Essa abordagem geek cheia de humor se destaca no código de infraestrutura extremamente sério.
PART.09 O que podemos aprender?
Em um curto espaço de tempo, a Anthropic sofreu vazamentos consecutivos da documentação técnica do modelo principal e do código-fonte da aplicação principal, o que exige uma profunda revisão de seus processos internos.

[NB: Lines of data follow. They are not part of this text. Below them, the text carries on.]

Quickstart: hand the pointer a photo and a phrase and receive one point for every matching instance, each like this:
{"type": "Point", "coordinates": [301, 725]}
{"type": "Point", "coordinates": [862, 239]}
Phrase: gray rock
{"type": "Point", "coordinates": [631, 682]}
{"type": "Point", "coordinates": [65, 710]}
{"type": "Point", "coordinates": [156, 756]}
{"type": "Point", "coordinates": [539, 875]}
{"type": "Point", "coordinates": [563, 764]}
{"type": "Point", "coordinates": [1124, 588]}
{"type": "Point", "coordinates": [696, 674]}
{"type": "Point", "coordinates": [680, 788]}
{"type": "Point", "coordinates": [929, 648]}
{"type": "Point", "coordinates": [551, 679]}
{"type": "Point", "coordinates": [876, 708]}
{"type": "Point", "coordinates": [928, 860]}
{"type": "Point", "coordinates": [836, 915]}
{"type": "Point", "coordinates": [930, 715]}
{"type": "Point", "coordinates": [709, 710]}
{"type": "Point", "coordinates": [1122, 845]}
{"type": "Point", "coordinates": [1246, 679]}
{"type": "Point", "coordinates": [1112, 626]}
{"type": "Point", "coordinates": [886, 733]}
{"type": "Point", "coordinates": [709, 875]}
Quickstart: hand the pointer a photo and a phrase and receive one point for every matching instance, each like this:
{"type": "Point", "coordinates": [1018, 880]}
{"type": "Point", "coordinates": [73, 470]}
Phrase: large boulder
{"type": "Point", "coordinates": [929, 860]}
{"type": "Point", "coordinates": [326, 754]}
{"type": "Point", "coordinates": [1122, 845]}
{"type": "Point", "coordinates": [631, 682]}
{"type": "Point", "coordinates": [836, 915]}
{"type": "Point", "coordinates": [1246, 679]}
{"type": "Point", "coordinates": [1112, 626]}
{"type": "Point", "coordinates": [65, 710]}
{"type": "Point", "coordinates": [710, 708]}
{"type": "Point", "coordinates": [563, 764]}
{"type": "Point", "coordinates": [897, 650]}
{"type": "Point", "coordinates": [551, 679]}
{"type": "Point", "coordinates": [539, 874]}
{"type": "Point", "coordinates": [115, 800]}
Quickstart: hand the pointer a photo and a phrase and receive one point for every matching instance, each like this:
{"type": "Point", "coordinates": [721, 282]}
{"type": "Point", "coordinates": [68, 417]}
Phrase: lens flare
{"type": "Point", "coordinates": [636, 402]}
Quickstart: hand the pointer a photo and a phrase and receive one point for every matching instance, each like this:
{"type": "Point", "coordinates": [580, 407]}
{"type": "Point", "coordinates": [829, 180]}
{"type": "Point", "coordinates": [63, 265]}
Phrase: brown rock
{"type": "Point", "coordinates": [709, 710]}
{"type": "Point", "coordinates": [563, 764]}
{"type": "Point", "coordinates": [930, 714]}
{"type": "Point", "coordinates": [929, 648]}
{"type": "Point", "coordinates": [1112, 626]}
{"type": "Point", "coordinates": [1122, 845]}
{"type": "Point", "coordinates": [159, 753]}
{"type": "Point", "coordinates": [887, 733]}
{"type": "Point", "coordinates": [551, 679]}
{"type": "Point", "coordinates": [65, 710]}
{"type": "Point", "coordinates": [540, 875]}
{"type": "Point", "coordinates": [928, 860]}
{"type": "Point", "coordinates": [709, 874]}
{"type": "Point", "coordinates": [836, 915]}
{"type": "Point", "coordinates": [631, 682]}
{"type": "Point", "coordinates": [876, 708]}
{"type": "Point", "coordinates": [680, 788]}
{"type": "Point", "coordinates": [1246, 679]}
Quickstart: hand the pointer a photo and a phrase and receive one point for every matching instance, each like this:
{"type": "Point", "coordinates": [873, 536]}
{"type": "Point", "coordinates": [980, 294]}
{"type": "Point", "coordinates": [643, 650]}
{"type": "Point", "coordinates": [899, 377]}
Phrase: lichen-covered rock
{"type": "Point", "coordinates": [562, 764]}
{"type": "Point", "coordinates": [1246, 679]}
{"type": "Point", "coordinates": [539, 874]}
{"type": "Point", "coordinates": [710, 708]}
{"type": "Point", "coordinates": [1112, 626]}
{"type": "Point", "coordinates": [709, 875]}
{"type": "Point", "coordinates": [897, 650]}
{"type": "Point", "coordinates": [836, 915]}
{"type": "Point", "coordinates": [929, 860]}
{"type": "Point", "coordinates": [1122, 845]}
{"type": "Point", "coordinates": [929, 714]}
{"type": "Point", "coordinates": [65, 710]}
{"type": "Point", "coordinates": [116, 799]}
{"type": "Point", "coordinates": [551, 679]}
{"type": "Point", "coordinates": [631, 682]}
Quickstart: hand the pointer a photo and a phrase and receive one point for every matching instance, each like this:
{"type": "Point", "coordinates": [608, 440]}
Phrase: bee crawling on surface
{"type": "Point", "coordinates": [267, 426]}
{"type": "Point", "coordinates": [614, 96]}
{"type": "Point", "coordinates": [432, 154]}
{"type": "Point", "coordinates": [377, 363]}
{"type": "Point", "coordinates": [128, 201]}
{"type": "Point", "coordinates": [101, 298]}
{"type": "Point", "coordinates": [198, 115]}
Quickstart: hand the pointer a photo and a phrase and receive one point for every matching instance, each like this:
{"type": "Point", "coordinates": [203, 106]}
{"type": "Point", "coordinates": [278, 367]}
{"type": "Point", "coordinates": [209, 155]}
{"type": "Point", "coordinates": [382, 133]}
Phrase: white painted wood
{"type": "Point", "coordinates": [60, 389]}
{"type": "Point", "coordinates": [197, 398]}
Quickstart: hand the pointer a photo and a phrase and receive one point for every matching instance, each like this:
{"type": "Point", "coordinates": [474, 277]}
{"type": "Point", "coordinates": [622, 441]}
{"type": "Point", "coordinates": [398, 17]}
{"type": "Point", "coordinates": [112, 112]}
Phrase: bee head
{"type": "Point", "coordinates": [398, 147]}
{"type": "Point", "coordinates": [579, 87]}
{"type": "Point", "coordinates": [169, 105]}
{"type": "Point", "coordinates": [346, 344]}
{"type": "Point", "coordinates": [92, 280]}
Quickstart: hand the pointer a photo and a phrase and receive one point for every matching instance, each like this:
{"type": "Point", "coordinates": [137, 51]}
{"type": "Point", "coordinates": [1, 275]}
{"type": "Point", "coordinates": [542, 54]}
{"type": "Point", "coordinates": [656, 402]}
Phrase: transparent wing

Mas a tecnologia em si não é culpada; esse código de 510 mil linhas é um excelente material didático para a indústria.
A partir do design subjacente do Claude Code, a era em que startups na camada de aplicação de grandes modelos dependiam apenas de montar prompts, acumular bancos de dados vetoriais e envolver um invólucro de loop simples já acabou.
As verdadeiras barreiras são construídas sobre a máxima economia no custo do Token (otimização do Prompt Cache), o agendamento em fluxo da coordenação de múltiplos autômatos (mecanismos Coordinator e Fork), o equilíbrio entre tolerância a intenções do usuário e intervenções de segurança (YOLO Classifier), e a integração profunda com o fluxo de arquivos do sistema operacional anfitrião.
Atualmente, os repositórios que fizeram fork desse código-fonte no GitHub estão enfrentando o risco de serem removidos a qualquer momento por meio de uma solicitação DMCA.
Mas, de qualquer forma, o nível de engenharia demonstrado pelo Claude Code já estabeleceu um novo padrão técnico para produtos de assistentes de IA em 2026.
Profissionais devem aproveitar esta oportunidade para examinar cuidadosamente e adotar as melhores práticas de engenharia apresentadas.